The application of data science and analytics technologies to deliver operational effectiveness and efficiencies in compliance risk management is not a new phenomenon. Although, the use of these technologies is accelerating due to the increasing availability of data and advances in analytical techniques.
In the 1990s, financial services firms began to adopt more sophisticated risk management techniques, including the use of quantitative models to measure and manage risks. These models relied on large amounts of data and sophisticated analytical techniques, such as Monte Carlo simulations and value-at-risk (VaR) analysis, to estimate the likelihood and potential impact of various risks.
As technology continued to advance in the 2000s, financial services firms began to collect even more data and apply more advanced analytical techniques. This led to the development of new tools and platforms for compliance risk management, such as anti-money laundering (AML) and know-your-customer (KYC) systems that use machine learning algorithms to detect suspicious transactions and identify potential fraud.
Today, however, financial services firms are increasingly using big data and artificial intelligence (AI) to improve compliance risk management. They are leveraging vast amounts of structured and unstructured data from a variety of sources, including social media and other external sources, to identify potential risks and trends. They are also using AI to automate and streamline compliance processes, such as regulatory reporting and document review, improve customer experience and deliver better returns internally.
However, what is perhaps a greater challenge to financial institutions embracing the digital and data-led era, is keeping up with governing bodies and the regulator who bring about new waves of important regulation impinging the application of these technologies within compliance risk.
We have long seen the impact of stringent regulation within credit risk and market risk that dictates the implementation of models across processes, however more recently this increased due diligence is being highlighted and more broadly implemented in the world of compliance risk. In order for financial institutions to maintain a competitive edge and avoid being penalised by the regulator, they must have effective procedures in place to quantitively and qualitatively prove the soundness and robustness of their models, be able to tune models appropriately, monitor and act on model failures in a timely manner and independently, without bias, validate their models to prove they are fit for the intended purpose.

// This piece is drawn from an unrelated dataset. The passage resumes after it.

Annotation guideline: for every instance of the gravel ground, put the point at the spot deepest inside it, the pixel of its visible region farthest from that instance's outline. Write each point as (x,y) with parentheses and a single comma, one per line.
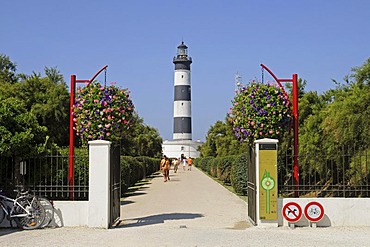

In 2017 Riksdag and Finansinspektionen in Sweden published new and more explicit regulation on the procedures of model risk management in relation to anti-money laundering and counter terrorist financing - one of the first European countries to publish such regulation in this field.
Over the last five years we’ve seen its extensive use across compliance regulation in Europe, and the ongoing pressure this has put on institutions to ensure they have the procedures in place to meet the requirements, as evidenced by the transaction monitoring thematic reviews of Denmark 2019/20. Evidence therefore demonstrates that any banks that don’t include compliance models under their risk management frameworks will need to do so or face the consequences.
There is a strong indication that the review of models within compliance risk is changing and is being taken more seriously and, with the same due diligence as within market risk and credit risk, models must be validated to be fit for their intended purpose both before they are put into production and regularly thereafter.
This change in regulatory focus will require financial institutions to find and accept specialist support and technical expertise, to ensure that they’re meeting the changing needs of the regulator and to be able to independently and unbiasedly demonstrate, with supporting documentation, that they’re compliant.
The reality for banks and financial institutions is that regulators across all jurisdictions will need to follow in Swedish footsteps, to ensure that their regulated entities are operating effectively and efficiently.
Challenges of model adoption
Whilst the reality for financial institutions to embrace model review and validation is clear, it still poses the question as to whether businesses understand how to achieve this effectively. Independent model validation in compliance, is still not covered extensively in the scientific press and with little guidance on best practises to meet requirements the challenge remains for companies to ensure they are independently validating their models without bias.
While independent model validation remains critical to ensure they’re fit for intended purpose, in addition to resource and skill requirements, institutions will face additional challenges posed by the vendor. The vendors’ methodology around model parameters is bound by intellectual property and thus, implementing the indicative solutions to ensure the level of risk is within acceptable limits cannot be determined subjectively. To apply appropriate and objective solutions, institutions need to be able to take a quantitative approach to reverse engineer the model parameters and minimise model risk.
Furthermore, with independently validated models certified fit for intended purpose, institutions will need sound documentation of model risk management to ensure complete governance, and evidence that change and incident management procedures are in place. This requires a specialist skillset of quantitative expertise with advisory support and a broad understanding of the regulatory requirements of the jurisdiction to ensure all needs are met.
Evolving compliance risk management
beat the curve To perform compliant risk management internally without bias, would be impossible for financial institutions, so it’s essential for businesses to embrace collaborative and independent partners to support in independent model validation. Those preparing models, systems and processes ahead of the impending regulatory reviews will have an overall advantage in effectiveness and efficiency while minimising the need for regulatory action to be taken and negating the risk of reputational damage.